You can always implement you own shape as long as the UV coords are correct.
[Edit] I forgot to say: Yeah!, it looks pretty good… I would love to use it. Does it have procedural clouds or animated textures or what?
That looks nice! I'm especially interested in the moving clouds.
I did make a quick try at something similar, but then I was seeing a similar problem (except more defined), and could see many seams on my dome. After that I decided I'd stick with a skybox with cleverly made graphics to hide the seams as much as possible, and provide an illusion of a sky. I'm still curious as to what Guild Wars is using!
thanks for your replies so far and for the compliment.
If you are using a Dome as your geometry, then check setGeometryData(boolean) in the Dome class to see how they do the texture coordinates. Unfortunately, the UV coords computed here use the way the dome is generated (i.e. a rotating quarter-circle). That creates the discontinuity you saw at the very top (the axis of rotation).
You could fix this by remapping the UV coords to something more useful to you. Like a projection of the XZ plane to the dome. It would unfortunately stretch the texture near the horizon… so you can do some other stuff, but first let me know if this is in the right track.
You can also try using a spehere primative from a modeling program like milkshape, blender, or 3DS MAX. They all support a spherical mapping type that avoids the distortion. Then just import that model in with the texture applied as per the modeling app and you should be golden.

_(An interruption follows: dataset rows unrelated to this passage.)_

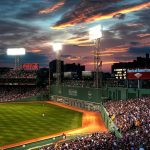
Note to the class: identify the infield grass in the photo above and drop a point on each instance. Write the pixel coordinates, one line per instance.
(24, 121)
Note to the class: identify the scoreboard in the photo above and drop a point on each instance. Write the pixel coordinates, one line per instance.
(135, 74)
(30, 66)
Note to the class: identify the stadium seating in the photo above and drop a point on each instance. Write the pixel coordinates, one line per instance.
(132, 118)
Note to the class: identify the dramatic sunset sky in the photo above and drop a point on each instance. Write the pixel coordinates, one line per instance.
(35, 24)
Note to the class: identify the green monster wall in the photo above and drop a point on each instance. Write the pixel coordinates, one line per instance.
(97, 95)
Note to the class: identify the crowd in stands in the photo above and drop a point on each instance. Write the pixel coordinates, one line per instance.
(11, 93)
(133, 120)
(19, 74)
(78, 83)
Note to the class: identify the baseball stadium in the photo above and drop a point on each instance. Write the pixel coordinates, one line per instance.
(51, 112)
(74, 75)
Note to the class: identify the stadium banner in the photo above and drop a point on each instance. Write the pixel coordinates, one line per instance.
(30, 66)
(135, 74)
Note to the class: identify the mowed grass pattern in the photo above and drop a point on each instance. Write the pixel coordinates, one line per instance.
(23, 121)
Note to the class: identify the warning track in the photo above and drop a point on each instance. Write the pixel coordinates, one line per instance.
(91, 122)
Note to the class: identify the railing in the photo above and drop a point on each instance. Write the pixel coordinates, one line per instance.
(109, 123)
(37, 144)
(39, 97)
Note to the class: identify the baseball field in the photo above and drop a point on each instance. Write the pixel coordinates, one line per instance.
(24, 121)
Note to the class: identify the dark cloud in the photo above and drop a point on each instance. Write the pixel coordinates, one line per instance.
(28, 58)
(88, 11)
(139, 50)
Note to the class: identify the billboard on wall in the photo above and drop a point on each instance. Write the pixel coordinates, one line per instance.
(30, 66)
(135, 74)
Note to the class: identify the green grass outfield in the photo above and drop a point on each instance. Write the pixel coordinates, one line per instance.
(23, 121)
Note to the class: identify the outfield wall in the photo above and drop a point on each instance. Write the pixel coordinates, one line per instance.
(97, 95)
(117, 93)
(80, 93)
(39, 97)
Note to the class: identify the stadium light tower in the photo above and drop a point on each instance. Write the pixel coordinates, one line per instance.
(57, 47)
(17, 52)
(95, 34)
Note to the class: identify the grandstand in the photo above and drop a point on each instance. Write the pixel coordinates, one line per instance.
(125, 114)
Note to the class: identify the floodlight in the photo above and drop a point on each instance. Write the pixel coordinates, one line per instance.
(95, 32)
(16, 51)
(57, 47)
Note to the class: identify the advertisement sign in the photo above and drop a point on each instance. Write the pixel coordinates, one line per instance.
(136, 74)
(30, 66)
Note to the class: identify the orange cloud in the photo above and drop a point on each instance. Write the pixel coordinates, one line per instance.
(117, 49)
(103, 63)
(77, 40)
(143, 35)
(101, 16)
(134, 24)
(36, 50)
(73, 58)
(52, 8)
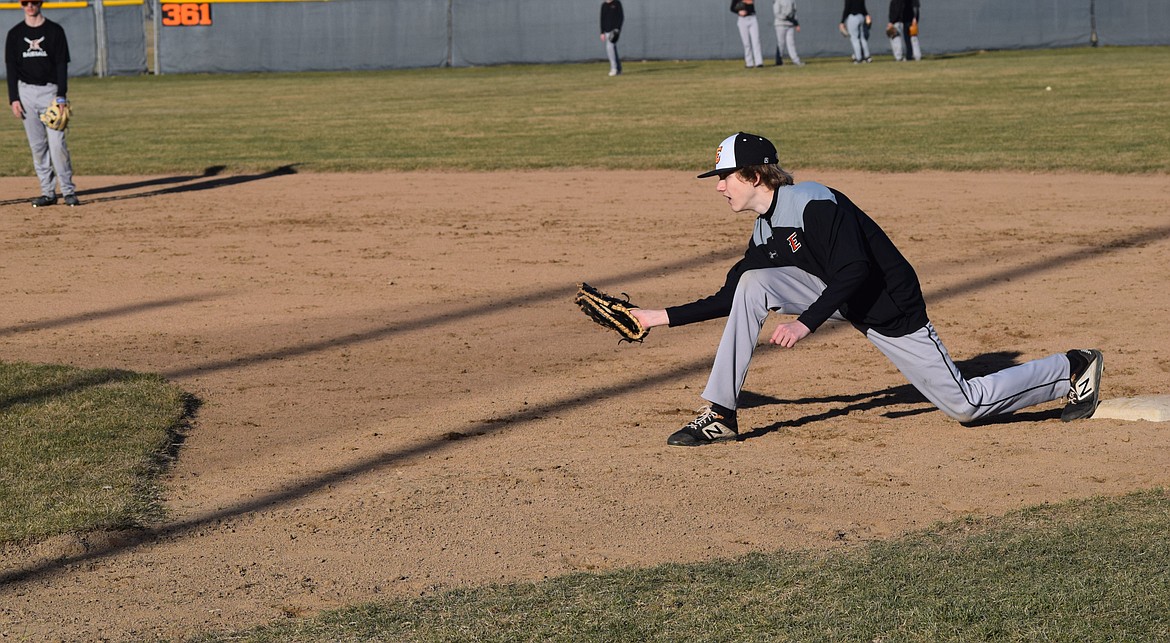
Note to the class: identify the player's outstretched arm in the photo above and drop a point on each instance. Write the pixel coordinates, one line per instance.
(787, 334)
(652, 317)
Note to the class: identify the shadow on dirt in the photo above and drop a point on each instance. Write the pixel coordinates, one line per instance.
(869, 400)
(210, 179)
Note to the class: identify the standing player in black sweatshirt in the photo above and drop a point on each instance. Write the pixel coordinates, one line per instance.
(818, 256)
(36, 57)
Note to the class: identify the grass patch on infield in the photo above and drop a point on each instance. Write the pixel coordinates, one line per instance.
(1105, 112)
(80, 448)
(1082, 571)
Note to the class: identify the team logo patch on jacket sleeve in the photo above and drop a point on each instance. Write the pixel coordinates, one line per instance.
(793, 242)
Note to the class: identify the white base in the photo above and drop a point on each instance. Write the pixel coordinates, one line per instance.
(1154, 408)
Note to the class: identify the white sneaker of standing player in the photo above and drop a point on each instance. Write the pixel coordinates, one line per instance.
(709, 427)
(1086, 391)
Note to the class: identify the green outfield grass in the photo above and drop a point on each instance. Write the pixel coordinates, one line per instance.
(74, 441)
(1079, 572)
(1107, 111)
(80, 449)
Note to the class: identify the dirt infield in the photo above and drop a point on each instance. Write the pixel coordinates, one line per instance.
(398, 394)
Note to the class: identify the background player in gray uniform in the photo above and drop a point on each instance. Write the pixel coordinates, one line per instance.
(749, 32)
(786, 26)
(36, 57)
(612, 18)
(897, 28)
(816, 255)
(912, 9)
(855, 21)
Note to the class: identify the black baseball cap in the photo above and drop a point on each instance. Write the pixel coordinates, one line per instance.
(741, 150)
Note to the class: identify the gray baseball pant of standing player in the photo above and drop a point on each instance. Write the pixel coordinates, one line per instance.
(855, 25)
(749, 33)
(920, 355)
(611, 50)
(786, 35)
(897, 43)
(48, 145)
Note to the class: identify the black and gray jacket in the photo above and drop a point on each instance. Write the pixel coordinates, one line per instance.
(819, 230)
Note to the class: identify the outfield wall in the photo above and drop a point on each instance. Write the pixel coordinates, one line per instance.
(385, 34)
(310, 35)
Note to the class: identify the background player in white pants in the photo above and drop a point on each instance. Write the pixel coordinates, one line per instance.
(36, 59)
(786, 27)
(816, 255)
(855, 21)
(749, 32)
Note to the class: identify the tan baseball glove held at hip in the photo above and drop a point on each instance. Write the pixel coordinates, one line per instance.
(611, 312)
(57, 116)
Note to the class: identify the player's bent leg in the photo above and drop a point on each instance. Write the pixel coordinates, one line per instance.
(785, 289)
(924, 361)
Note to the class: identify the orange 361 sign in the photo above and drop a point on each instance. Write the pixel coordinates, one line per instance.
(186, 14)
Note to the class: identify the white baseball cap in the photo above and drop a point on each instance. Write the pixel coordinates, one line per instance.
(741, 150)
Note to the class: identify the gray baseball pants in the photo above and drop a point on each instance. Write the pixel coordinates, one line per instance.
(920, 355)
(859, 35)
(896, 43)
(749, 34)
(49, 150)
(611, 52)
(786, 36)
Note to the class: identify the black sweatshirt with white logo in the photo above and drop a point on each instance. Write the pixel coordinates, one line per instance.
(38, 56)
(819, 230)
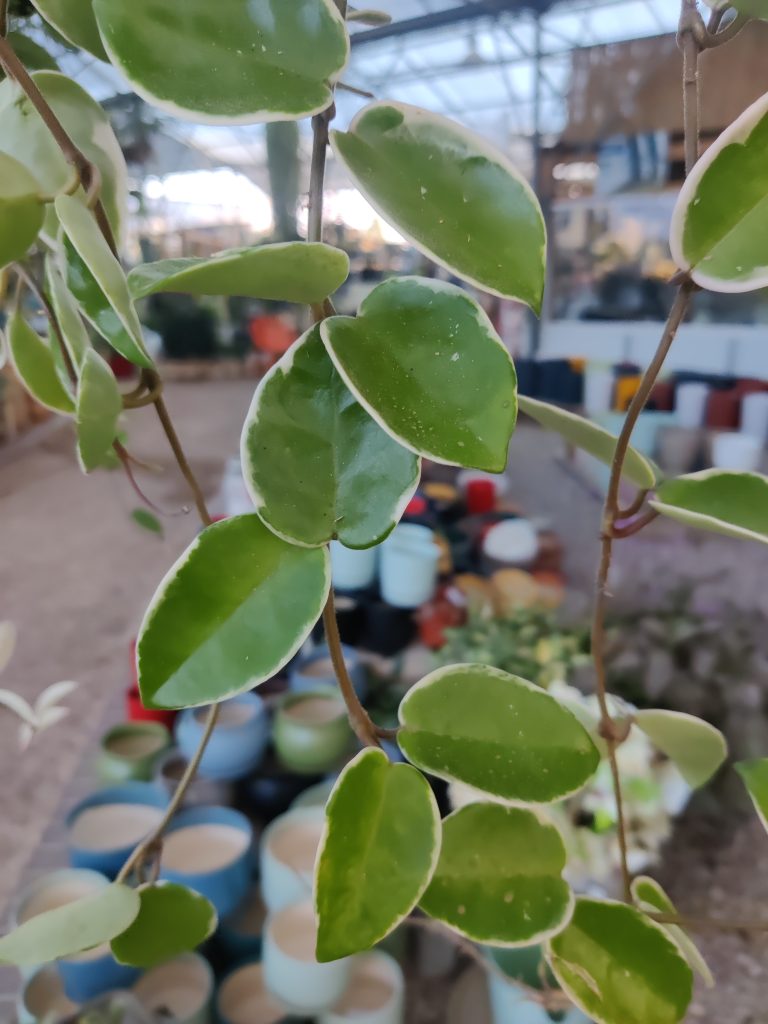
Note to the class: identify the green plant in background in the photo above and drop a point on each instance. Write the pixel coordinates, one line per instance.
(421, 372)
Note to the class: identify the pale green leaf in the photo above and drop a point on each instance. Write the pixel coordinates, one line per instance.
(499, 879)
(499, 733)
(172, 921)
(451, 193)
(232, 610)
(380, 847)
(696, 748)
(72, 929)
(619, 967)
(36, 368)
(291, 271)
(244, 62)
(424, 359)
(719, 501)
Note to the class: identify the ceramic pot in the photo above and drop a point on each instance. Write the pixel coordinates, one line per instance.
(209, 850)
(376, 993)
(311, 731)
(287, 855)
(291, 972)
(315, 669)
(131, 752)
(181, 989)
(238, 743)
(104, 827)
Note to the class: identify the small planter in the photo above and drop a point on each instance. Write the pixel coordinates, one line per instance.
(209, 850)
(311, 732)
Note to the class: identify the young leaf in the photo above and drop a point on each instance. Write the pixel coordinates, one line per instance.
(172, 920)
(619, 967)
(261, 60)
(590, 437)
(232, 610)
(72, 929)
(425, 361)
(695, 747)
(719, 501)
(380, 847)
(315, 464)
(719, 222)
(499, 733)
(102, 287)
(452, 194)
(499, 879)
(292, 271)
(650, 897)
(98, 408)
(34, 364)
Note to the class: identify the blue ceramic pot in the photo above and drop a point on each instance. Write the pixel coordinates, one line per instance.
(102, 835)
(209, 849)
(238, 743)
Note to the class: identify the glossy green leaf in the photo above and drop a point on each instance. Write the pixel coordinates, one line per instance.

I had that idea too, but i came to the conclusion, that this is not an option for the architecture of my scene-Manager and game-engine.
I went for option 2 (see above) and the result is just … georgous! I'm going to optimize the code for speed this weekend and post some screenshot afterwards. (In fact, it looks even better than option 1 with a sphere as an object ith predefined uv-mapping)
this would solve the problem:
http://ww3.cad.de/foren/ubb/uploads/wago/Fussball-wago.jpg
and yes, plz give us that skydome
hehehe…nice football. unfortunately, i didn't find a "football"-primitive in jme
I'm going to post my Skydome in about a Week under "User Showcase" when it's optimized.